Technical Overview

The Technical Overview section gives you a high-level view of:

  • JupyterHub’s Subsystems: Hub, Proxy, Single-User Notebook Server

  • how the subsystems interact

  • the process from JupyterHub access to user login

  • JupyterHub’s default behavior

  • customizing JupyterHub

The goal of this section is to share a deeper technical understanding of JupyterHub and how it works.

The Subsystems: Hub, Proxy, Single-User Notebook Server

JupyterHub is a set of processes that together provide a single user Jupyter Notebook server for each person in a group.

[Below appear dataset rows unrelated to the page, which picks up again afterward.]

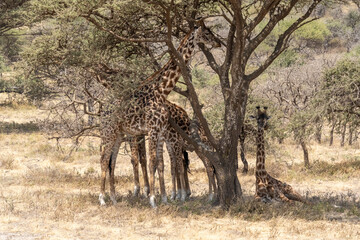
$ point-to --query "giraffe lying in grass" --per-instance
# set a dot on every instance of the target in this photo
(267, 187)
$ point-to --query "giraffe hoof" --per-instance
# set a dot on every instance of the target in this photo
(102, 200)
(136, 191)
(183, 195)
(173, 196)
(188, 194)
(113, 199)
(152, 201)
(164, 199)
(146, 191)
(211, 197)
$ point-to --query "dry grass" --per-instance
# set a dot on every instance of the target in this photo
(46, 195)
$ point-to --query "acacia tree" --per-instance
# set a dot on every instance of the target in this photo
(340, 96)
(243, 38)
(153, 25)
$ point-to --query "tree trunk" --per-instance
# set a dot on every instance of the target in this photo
(332, 134)
(306, 153)
(318, 133)
(228, 185)
(91, 110)
(351, 132)
(343, 132)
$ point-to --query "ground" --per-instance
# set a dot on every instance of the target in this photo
(44, 194)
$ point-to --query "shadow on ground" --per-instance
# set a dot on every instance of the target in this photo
(330, 207)
(13, 127)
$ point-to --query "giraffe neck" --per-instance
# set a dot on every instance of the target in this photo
(260, 152)
(171, 73)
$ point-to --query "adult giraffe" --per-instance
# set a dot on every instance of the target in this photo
(147, 114)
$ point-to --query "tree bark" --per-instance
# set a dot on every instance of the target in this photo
(306, 153)
(229, 186)
(318, 132)
(332, 134)
(343, 133)
(351, 132)
(355, 134)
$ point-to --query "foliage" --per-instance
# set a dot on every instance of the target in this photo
(340, 90)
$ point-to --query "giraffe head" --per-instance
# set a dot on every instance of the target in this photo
(261, 118)
(204, 35)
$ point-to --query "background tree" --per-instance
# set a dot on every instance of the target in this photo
(88, 42)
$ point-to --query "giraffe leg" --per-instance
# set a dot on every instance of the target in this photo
(159, 155)
(105, 163)
(135, 162)
(152, 168)
(180, 164)
(173, 170)
(112, 165)
(211, 177)
(142, 157)
(186, 176)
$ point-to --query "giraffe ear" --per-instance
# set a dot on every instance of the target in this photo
(199, 22)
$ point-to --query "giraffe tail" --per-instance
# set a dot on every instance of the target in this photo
(186, 161)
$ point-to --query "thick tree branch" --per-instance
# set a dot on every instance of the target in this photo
(121, 38)
(283, 41)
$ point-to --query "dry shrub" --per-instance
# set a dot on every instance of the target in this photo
(7, 162)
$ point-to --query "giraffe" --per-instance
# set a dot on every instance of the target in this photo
(147, 114)
(267, 187)
(177, 145)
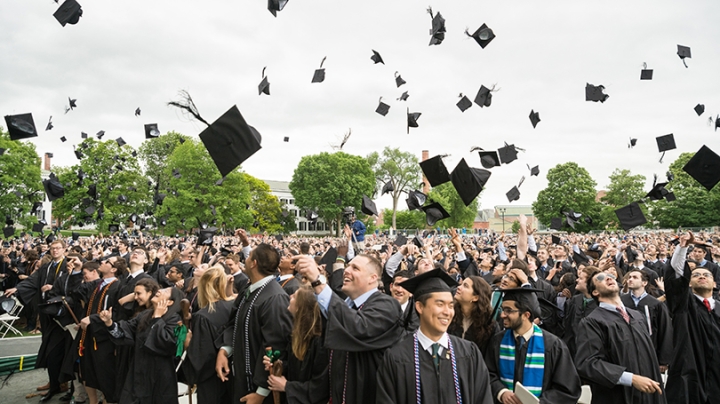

Three major subsystems are started by the jupyterhub command line program:

  • Hub (Python/Tornado): manages user accounts, authentication, and coordinates Single User Notebook Servers using a Spawner.

  • Proxy: the public facing part of JupyterHub that uses a dynamic proxy to route HTTP requests to the Hub and Single User Notebook Servers. configurable http proxy (node-http-proxy) is the default proxy.

  • Single-User Notebook Server (Python/Tornado): a dedicated, single-user, Jupyter Notebook server is started for each user on the system when the user logs in. The object that starts the single-user notebook servers is called a Spawner.

JupyterHub subsystems

How the Subsystems Interact

Users access JupyterHub through a web browser, by going to the IP address or the domain name of the server.

The basic principles of operation are:

  • The Hub spawns the proxy (in the default JupyterHub configuration)

  • The proxy forwards all requests to the Hub by default

  • The Hub handles login, and spawns single-user notebook servers on demand

  • The Hub configures the proxy to forward url prefixes to single-user notebook servers

The proxy is the only process that listens on a public interface. The Hub sits behind the proxy at /hub. Single-user servers sit behind the proxy at /user/[username].

Different authenticators control access to JupyterHub. The default one (PAM) uses the user accounts on the server where JupyterHub is running. If you use this, you will need to create a user account on the system for each user on your team. Using other authenticators, you can allow users to sign in with e.g. a GitHub account, or with any single-sign-on system your organization has.

Next, spawners control how JupyterHub starts the individual notebook server for each user. The default spawner will start a notebook server on the same machine running under their system username. The other main option is to start each server in a separate container, often using Docker.

The Process from JupyterHub Access to User Login

When a user accesses JupyterHub, the following events take place:

  • Login data is handed to the Authenticator instance for validation

  • The Authenticator returns the username if the login information is valid

  • A single-user notebook server instance is spawned for the logged-in user

  • When the single-user notebook server starts, the proxy is notified to forward requests to /user/[username]/* to the single-user notebook server.

  • A cookie is set on /hub/, containing an encrypted token. (Prior to version 0.8, a cookie for /user/[username] was used too.)

  • The browser is redirected to /user/[username], and the request is handled by the single-user notebook server.

The single-user server identifies the user with the Hub via OAuth:

  • on request, the single-user server checks a cookie

  • if no cookie is set, redirect to the Hub for verification via OAuth

  • after verification at the Hub, the browser is redirected back to the single-user server

  • the token is verified and stored in a cookie

  • if no user is identified, the browser is redirected back to /hub/login

Default Behavior

By default, the Proxy listens on all public interfaces on port 8000. Thus you can reach JupyterHub through either:

  • http://localhost:8000

  • or any other public IP or domain pointing to your system.

In their default configuration, the other services, the Hub and Single-User Notebook Servers, all communicate with each other on localhost only.

By default, starting JupyterHub will write two files to disk in the current working directory:

  • jupyterhub.sqlite is the SQLite database containing all of the state of the Hub. This file allows the Hub to remember which users are running and where, as well as storing other information enabling you to restart parts of JupyterHub separately. It is important to note that this database contains no sensitive information other than Hub usernames.

  • jupyterhub_cookie_secret is the encryption key used for securing cookies. This file needs to persist so that a Hub server restart will avoid invalidating cookies. Conversely, deleting this file and restarting the server effectively invalidates all login cookies. The cookie secret file is discussed in the Cookie Secret section of the Security Settings document.

The location of these files can be specified via configuration settings. It is recommended that these files be stored in standard UNIX filesystem locations, such as /etc/jupyterhub for all configuration files and /srv/jupyterhub for all security and runtime files.

Customizing JupyterHub

There are two basic extension points for JupyterHub:

  • How users are authenticated by Authenticators

  • How user’s single-user notebook server processes are started by Spawners

Each is governed by a customizable class, and JupyterHub ships with basic defaults for each.

To enable custom authentication and/or spawning, subclass Authenticator or Spawner, and override the relevant methods.